Apple's market share among specialty electronics retailers has been steadily growing since the release of iPhone in 2007, having reportedly expanded from 3.8 percent (with $3.5 billion in revenue) to 15 percent ($15.6 billion) six years later in 2013.
The numbers, compiled by Euromonitor International and published by MarketWatch, indicate that the market as a whole has seen a significant decline since 2007. Total sales have fallen from a peak of $109.9 billion that year to $95.9 billion last year.
Apple's retail sales are up however, likely due to the fact that it sells higher end products and provides a unique level of support for its customers. Other "brick and mortar" electronics retailers have been hit hard by the increasing availability of low cost products from online retailers such as Amazon.
Apple itself actually reported $20.8 billion in total retail store revenues during calendar 2013 (significantly higher than the $15.6 billion figure that Euromonitor provided for the company when calculating 15 percent of 59.9 billion).
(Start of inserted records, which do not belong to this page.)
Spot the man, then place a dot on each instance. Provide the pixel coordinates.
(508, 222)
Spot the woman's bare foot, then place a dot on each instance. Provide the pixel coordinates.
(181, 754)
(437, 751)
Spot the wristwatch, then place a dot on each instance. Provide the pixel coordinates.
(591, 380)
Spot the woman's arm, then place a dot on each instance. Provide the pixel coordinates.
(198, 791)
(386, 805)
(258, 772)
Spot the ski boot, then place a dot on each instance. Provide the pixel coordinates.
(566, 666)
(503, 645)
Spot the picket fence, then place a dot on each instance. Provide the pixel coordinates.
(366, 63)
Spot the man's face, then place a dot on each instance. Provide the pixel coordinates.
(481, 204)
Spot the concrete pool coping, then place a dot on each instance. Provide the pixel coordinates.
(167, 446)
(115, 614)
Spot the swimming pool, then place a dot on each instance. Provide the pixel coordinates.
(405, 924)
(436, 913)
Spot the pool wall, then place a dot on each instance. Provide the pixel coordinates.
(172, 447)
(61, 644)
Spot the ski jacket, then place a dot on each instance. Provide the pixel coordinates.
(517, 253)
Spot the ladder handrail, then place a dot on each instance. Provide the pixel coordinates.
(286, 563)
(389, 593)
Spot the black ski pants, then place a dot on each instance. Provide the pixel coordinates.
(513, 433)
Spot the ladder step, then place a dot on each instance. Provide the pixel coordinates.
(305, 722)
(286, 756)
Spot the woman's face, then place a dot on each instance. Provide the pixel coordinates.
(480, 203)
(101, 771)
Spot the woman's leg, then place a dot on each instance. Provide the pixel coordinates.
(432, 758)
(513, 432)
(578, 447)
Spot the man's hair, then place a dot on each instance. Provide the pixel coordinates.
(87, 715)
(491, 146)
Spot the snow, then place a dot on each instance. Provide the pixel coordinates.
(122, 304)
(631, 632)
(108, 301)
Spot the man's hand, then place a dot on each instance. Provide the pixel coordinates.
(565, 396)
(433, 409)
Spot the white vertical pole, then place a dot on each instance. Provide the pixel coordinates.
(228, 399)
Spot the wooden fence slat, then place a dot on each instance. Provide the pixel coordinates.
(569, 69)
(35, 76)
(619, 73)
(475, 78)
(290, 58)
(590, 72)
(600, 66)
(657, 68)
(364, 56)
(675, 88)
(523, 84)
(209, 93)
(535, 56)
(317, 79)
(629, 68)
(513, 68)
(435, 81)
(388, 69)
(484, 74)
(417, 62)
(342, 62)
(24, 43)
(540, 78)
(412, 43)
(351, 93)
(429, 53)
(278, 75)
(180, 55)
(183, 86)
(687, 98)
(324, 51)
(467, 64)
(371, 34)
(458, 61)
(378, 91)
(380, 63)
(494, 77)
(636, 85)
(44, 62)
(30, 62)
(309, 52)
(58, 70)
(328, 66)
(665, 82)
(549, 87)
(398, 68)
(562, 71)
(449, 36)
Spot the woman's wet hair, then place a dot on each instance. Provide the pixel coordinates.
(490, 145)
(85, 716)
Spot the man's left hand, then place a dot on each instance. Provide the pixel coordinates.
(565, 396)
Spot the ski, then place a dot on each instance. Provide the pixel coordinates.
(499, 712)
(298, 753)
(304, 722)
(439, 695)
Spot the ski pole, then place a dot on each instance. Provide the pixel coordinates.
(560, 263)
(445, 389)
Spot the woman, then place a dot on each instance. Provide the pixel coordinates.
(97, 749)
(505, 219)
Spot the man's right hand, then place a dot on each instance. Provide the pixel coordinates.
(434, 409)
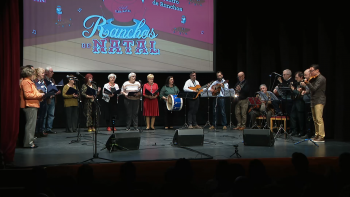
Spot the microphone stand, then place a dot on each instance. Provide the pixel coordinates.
(208, 121)
(141, 108)
(79, 111)
(96, 114)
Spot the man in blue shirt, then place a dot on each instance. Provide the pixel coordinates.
(219, 102)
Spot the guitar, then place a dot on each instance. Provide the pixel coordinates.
(217, 88)
(199, 89)
(255, 106)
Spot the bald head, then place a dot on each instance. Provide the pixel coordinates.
(307, 74)
(241, 76)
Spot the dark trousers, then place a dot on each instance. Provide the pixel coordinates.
(219, 106)
(31, 117)
(40, 117)
(297, 121)
(132, 111)
(110, 112)
(168, 116)
(276, 106)
(71, 118)
(256, 113)
(309, 123)
(193, 105)
(287, 106)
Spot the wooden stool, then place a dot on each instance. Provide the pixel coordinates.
(260, 118)
(275, 118)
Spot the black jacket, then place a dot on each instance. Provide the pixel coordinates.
(244, 93)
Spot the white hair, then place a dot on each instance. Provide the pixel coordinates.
(47, 69)
(131, 74)
(112, 75)
(288, 72)
(262, 85)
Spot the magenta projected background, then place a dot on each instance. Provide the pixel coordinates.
(119, 35)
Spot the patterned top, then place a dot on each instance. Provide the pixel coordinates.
(131, 87)
(107, 86)
(69, 100)
(190, 83)
(222, 89)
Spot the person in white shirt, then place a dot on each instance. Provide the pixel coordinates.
(110, 101)
(219, 102)
(131, 102)
(193, 104)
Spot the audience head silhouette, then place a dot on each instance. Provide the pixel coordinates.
(300, 162)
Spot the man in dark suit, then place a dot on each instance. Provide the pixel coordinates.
(286, 81)
(317, 86)
(297, 122)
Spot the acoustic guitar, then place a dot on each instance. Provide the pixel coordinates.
(217, 88)
(199, 88)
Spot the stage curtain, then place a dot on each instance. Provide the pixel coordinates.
(263, 38)
(10, 57)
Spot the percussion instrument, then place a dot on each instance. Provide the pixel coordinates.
(174, 103)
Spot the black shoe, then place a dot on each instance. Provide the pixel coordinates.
(43, 134)
(304, 137)
(37, 135)
(32, 146)
(294, 134)
(279, 114)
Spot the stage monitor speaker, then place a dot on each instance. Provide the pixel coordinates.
(188, 137)
(258, 137)
(124, 141)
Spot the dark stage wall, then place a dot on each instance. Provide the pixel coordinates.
(262, 39)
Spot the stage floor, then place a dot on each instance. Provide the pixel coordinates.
(157, 145)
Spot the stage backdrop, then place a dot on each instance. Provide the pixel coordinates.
(119, 35)
(261, 39)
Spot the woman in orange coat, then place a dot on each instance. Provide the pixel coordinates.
(30, 102)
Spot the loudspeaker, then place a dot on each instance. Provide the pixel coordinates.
(124, 141)
(188, 137)
(258, 137)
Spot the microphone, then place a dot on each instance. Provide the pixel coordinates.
(80, 75)
(70, 77)
(276, 74)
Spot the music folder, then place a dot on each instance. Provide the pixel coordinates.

In first place, Best Buy was said to have a 31.3 percent share of the market last year, with just over twice the sales of Apple despite having nearly 2,000 outlets internationally compared to Apple's 410 locations.
While up from 28.7 percent share in 2007, Best Buy has seen its piece of the electronics sales pie steadily shrink each year since 2009.
Third place Radio Shack has seen its share fall from 4.9 percent in 2007 to today's 4.5 percent share. However, in 2009 the company's share was nearly as large as Apple's, while four years later it has fallen to represent less than a third, or 4.5 percent to the iPhone maker's 15 percent share.
This all happened before
Apple's ability to maintain or expand its market share in a shrinking market is also evident in PCs, where Apple's share has steadily inclined as the company's Mac sales have grown rapidly while overall unit sales of generic PCs have plateaued and actually begun to contract.
Apple is not only growing its share, but also doing so with premium priced Macs that cost on average $1300, compared to the industry average selling price for PCs now at $301.
The maturing market for "smartphones" is also predicted to similarly begin slowing down this year, and early predictions have targeted Apple as being an early casualty in this shift, contrary to its history among PCs.
However, while Google, Microsoft and Samsung are increasingly focusing on the perceived growth potential in low end devices, Apple continues to see extraordinarily healthy demand for its highest end iPhone 5s, and across its entire premium iPhone lineup. Apple doesn't even sell a low end phone priced near the Average Selling Price of global sales of Windows Phone ($301) or Android ($276).
In stark contrast, Samsung's Galaxy S and Note products failed to reach initial predictions, selling just 100 million units last year as Apple sold over 150 million iPhones at similar, premium priced tiers. HTC's One, LG's G2, Motorola's flagship X phone and Nokia's higher end Lumia phones running Microsoft's Windows Phone all suffered very disappointing sales.